Cornell University’s Rare & Manuscript Collection in the Carl A. Kroch Library holds the Augustus Ward Loomis Papers (CUL Loomis), which include a number of letters describing life on Chusan in 1849 (©Cornell University).
The Museum of the Staffordshire Regiment in Lichfield (MSR) holds ‘An Account of the voyage of HM 98th Regiment aboard the Belleisle, 1842-42’ by Captain Edie of the 98th.

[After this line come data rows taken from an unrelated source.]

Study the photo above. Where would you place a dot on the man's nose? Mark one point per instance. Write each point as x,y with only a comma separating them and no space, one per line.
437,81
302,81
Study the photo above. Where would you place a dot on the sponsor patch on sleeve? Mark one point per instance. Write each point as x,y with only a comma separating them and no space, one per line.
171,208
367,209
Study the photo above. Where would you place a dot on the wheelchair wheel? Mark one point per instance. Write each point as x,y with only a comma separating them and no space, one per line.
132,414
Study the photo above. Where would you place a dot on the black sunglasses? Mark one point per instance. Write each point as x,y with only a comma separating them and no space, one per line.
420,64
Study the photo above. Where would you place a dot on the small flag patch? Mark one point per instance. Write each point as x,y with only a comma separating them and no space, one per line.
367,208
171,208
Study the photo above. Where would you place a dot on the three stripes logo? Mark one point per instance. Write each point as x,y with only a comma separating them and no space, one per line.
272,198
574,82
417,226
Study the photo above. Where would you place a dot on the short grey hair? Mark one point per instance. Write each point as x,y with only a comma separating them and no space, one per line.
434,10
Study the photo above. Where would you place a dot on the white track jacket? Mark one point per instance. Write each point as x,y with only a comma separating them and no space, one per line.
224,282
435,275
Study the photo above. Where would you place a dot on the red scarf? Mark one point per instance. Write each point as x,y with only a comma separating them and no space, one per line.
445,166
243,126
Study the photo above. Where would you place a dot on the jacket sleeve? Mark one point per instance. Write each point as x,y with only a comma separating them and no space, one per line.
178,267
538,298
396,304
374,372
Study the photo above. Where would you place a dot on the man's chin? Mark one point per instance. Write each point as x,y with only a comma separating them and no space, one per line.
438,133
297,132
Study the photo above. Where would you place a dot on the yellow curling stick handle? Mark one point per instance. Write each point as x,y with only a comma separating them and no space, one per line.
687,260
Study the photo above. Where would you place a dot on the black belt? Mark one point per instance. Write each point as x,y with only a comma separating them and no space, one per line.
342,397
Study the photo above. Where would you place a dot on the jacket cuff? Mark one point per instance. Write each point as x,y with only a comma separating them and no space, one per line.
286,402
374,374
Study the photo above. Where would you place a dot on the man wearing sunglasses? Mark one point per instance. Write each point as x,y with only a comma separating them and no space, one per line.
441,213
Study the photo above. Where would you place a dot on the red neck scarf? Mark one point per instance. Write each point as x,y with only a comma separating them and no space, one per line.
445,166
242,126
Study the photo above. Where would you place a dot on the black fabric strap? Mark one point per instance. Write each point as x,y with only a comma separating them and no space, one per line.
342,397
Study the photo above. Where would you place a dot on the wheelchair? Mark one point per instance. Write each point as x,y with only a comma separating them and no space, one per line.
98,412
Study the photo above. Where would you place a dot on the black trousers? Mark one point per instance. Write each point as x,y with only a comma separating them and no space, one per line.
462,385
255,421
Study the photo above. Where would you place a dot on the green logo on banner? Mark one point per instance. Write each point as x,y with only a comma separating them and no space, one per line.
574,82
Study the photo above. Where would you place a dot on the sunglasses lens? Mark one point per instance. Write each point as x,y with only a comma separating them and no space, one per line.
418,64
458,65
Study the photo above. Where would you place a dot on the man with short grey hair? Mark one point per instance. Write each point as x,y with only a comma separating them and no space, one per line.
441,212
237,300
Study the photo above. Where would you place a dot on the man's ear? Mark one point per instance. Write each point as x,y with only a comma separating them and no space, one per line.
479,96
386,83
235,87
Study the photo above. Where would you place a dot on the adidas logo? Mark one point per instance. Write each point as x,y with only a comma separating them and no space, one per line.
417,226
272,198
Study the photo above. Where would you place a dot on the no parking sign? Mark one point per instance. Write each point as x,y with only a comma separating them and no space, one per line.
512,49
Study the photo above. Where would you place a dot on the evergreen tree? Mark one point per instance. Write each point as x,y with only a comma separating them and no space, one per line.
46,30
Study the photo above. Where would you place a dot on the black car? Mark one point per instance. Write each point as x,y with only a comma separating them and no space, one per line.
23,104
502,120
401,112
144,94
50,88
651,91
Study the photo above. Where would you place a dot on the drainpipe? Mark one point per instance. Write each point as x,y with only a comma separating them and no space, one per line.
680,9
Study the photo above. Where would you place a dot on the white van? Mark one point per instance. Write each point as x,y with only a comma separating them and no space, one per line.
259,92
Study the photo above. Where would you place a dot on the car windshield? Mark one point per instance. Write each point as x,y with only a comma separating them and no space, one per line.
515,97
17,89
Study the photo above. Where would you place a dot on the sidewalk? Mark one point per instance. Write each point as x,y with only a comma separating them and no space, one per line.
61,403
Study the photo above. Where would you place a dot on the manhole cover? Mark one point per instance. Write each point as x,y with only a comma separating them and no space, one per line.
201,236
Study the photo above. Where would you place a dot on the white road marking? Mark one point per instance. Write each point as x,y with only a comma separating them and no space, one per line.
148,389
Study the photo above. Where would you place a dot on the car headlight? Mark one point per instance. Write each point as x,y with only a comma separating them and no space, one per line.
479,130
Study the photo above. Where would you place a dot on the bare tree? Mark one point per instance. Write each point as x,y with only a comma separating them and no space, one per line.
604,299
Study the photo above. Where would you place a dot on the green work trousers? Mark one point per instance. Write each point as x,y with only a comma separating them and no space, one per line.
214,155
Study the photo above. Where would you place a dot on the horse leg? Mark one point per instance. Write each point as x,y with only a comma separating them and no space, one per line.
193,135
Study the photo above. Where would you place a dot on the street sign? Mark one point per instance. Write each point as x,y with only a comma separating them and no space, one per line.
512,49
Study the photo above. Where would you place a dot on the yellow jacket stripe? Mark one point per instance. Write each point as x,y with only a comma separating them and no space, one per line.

Birmingham University Library holds the Karl Gützlaff Collection (BUL KGC) and Church Missionary Society Archives (BUL CMSA). The latter contains details of the Church of England’s first mission to China at C.CH.L1 and C.CH.M1.
The National Army Museum in London holds many works which are difficult to track down elsewhere, including a fascinating collection of early photographs of Chusan from the Second Opium War. The museum’s unpublished manuscripts from the period include a letter from Color Serjeant J. Henderson to his father, 19/10/1840, Acc. no. 9006-219-2-1 (NAM Henderson) (©National Army Museum, by kind permission).